7 E vai gerar tanto mais significado quanto mais o interpretante também compartilhar desse código de etiqueta tipográfica. Mas até esse ponto, nós estamos focados nesses aspectos técnicos a que, como disse Bakhtin, vão além de investigação humanística. O design gráfico como linguaguem tem funções que vão além dessa relação com a linguagem verbal. Além de contribuir e colaborar com uma otimização do código (escrita) conferindo uma maior possibilidade de comunicação de uma mensagem ou texto, o design também tem um importante papel de transcodificar textos em linguagem visual. São aqueles atributos da linguagem visual que não têm equivalente na linguagem falada. Waller cita por exemplo uma tabela, que contém inúmeras interações potenciais entre colunas e linhas. Nesses casos, como no desenho de gráficos, diagramas e grafos essa analogia simples entre a linguagem verbal e a linguagem escrita (a de que o design está para a escrita assim como o gesto está para a fala) começa a ficar enfraquecida, e essa linguagem, a do design gráfico começa a ganhar atributos próprios que vão além das funções acima citadas.

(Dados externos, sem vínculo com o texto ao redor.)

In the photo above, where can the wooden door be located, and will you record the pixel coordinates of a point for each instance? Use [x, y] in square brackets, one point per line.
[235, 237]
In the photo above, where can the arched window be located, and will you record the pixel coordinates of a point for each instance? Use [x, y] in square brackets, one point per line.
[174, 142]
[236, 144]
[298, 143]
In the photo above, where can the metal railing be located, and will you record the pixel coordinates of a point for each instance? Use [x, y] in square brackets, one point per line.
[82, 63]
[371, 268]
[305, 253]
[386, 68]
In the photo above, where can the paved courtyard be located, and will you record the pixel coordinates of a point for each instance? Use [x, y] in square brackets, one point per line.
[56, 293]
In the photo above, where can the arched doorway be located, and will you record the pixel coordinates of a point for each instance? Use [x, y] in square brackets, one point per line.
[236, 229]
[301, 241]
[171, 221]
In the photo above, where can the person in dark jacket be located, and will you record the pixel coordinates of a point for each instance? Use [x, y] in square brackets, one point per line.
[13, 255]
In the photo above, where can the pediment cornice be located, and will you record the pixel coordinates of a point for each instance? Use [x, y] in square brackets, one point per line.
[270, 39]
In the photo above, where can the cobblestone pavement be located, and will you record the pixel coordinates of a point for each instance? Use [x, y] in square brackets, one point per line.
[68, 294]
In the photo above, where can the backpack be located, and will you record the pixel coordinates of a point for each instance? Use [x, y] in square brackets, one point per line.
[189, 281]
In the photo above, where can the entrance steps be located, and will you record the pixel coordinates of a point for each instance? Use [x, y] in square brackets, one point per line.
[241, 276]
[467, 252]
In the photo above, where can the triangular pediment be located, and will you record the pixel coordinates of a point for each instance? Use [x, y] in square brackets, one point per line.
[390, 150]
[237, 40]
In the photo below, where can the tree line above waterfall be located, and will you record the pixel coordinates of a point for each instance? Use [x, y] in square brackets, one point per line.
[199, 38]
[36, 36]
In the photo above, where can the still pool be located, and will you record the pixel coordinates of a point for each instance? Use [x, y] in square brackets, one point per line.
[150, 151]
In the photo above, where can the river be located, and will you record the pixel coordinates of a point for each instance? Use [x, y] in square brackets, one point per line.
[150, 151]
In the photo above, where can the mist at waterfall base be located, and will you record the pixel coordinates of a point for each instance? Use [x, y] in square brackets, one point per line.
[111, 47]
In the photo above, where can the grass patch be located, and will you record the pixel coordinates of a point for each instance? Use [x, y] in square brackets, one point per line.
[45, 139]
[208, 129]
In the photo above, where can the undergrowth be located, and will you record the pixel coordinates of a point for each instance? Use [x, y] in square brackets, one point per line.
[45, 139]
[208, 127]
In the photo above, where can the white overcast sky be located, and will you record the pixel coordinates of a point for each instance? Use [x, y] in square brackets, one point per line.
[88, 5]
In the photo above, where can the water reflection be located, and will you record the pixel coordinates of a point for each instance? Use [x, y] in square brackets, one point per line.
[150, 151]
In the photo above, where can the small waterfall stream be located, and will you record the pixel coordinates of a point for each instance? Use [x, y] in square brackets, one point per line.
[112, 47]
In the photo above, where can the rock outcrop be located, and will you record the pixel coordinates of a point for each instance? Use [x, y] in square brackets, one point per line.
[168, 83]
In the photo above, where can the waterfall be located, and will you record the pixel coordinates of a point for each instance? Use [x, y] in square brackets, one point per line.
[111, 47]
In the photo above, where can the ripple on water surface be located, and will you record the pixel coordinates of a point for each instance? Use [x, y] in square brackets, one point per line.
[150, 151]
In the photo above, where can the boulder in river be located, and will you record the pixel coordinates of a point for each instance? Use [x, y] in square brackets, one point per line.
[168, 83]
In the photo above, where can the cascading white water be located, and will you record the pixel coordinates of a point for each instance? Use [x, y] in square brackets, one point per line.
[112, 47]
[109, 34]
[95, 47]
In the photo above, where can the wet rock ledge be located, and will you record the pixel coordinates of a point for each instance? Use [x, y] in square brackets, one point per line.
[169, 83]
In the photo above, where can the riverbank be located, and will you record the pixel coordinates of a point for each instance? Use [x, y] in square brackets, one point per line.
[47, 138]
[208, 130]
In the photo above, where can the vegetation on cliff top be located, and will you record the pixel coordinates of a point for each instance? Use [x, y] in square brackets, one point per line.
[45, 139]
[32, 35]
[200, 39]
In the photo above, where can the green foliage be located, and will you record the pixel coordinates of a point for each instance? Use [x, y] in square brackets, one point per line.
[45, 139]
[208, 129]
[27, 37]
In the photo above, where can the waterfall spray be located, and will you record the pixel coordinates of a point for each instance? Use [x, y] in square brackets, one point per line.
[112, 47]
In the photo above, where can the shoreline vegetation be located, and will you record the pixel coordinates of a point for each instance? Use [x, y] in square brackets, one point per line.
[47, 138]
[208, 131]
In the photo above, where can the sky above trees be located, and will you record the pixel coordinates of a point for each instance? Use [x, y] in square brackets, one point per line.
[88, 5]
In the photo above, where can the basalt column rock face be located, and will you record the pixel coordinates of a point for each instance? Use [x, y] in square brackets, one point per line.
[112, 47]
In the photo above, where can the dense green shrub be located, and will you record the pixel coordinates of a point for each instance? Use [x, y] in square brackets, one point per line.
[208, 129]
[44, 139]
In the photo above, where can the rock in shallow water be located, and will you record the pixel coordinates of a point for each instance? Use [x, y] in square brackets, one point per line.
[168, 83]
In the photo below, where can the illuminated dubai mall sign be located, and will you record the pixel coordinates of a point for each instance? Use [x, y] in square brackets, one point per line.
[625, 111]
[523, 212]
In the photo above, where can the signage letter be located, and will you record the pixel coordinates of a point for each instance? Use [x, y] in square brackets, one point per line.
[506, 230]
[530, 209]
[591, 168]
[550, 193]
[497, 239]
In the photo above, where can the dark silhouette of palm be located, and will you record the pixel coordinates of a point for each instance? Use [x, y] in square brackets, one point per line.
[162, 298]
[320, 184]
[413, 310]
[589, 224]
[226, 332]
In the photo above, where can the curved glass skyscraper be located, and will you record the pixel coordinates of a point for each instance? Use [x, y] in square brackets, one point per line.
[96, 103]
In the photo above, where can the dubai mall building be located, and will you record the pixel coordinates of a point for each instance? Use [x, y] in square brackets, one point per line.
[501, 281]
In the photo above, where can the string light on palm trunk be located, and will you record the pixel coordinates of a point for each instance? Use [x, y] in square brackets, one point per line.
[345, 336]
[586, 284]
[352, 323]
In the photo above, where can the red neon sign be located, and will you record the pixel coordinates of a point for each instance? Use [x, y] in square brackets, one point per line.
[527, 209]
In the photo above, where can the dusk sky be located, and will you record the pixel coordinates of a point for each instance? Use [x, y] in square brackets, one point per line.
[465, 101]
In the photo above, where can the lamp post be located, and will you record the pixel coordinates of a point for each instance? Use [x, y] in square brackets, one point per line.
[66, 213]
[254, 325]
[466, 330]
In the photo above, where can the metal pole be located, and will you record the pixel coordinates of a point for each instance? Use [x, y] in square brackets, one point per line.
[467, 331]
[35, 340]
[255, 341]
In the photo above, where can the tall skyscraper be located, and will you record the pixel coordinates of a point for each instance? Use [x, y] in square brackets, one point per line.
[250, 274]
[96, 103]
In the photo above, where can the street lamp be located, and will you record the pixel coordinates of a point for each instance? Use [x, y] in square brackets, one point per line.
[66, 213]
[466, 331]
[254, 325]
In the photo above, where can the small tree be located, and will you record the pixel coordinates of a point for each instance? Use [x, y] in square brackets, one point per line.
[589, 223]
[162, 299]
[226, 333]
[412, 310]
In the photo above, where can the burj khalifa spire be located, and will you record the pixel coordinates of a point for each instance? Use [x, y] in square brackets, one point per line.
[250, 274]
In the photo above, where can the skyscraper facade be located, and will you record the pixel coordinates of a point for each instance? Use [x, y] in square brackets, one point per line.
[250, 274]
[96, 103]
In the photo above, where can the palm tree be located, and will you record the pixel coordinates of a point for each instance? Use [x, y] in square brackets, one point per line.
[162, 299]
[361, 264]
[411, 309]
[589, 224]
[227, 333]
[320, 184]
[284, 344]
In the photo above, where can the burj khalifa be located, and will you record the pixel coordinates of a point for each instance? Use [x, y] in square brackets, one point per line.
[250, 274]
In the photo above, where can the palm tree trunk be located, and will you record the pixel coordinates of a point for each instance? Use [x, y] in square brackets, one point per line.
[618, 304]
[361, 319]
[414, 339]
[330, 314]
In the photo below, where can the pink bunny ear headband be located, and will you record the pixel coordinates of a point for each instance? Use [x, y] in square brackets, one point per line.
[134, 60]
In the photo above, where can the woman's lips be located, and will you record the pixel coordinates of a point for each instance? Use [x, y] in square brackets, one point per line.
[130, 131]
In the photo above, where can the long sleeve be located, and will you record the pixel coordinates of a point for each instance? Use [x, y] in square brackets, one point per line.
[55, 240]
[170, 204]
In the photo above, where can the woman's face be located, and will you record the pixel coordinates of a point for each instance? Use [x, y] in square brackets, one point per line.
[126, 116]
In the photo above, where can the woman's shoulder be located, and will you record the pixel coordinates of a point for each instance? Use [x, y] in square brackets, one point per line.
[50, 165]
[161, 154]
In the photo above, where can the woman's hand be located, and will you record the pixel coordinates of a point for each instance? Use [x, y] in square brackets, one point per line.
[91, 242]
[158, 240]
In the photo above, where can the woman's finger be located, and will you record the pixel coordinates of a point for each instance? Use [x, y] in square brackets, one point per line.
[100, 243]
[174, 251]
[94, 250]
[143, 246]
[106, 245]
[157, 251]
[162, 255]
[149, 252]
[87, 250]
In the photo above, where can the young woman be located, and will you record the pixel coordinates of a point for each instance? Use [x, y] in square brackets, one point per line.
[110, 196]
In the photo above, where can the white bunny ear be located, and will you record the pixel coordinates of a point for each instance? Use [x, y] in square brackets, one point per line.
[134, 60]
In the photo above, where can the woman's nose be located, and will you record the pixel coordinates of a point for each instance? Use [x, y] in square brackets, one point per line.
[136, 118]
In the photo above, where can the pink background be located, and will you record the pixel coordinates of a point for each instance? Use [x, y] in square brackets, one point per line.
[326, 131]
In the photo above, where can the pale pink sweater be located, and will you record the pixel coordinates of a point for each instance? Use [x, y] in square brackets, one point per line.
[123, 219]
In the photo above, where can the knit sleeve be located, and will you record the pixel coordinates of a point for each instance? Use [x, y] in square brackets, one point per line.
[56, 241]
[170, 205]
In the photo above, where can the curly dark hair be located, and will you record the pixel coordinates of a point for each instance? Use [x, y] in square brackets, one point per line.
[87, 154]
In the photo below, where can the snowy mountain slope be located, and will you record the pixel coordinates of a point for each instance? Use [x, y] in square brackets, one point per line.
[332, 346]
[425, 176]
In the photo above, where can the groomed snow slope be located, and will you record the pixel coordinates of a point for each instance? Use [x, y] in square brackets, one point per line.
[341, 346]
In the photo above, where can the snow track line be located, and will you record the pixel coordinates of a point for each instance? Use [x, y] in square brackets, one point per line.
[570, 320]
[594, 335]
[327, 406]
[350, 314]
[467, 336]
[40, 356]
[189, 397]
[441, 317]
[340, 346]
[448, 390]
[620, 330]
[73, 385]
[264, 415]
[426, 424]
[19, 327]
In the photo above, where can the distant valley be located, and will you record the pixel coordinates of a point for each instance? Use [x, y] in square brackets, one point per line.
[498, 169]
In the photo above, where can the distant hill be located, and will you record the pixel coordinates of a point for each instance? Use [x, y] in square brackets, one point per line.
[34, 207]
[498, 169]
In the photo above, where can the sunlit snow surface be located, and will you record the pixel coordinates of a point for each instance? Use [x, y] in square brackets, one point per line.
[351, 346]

O desenho de um mapa, por expemplo, possui a modelização do espaço, como linguagem modelizante. O desenho do mapa das linhas de metrô de Londres por exemplo, vai ainda além da modelização espacial, além de uma simples representação geográfica, ao omitir a escala de distância entre as estações, trabalhando apentas com as relações topológicas entre os pontos que são as estações. O desenho de um logotipo, também um trabalho corriqueiro para muitos designer e agências, é um trabalho de transcodificação de valores e significados em uma linguagem visual, sendo através da construção do chamado ‘signo de comando’, uma marca que representa uma determina empresa ou organização, e é ultizado em inúmeras aplicações, como produtos, uniformes, fachadas, veículos, documentos etc.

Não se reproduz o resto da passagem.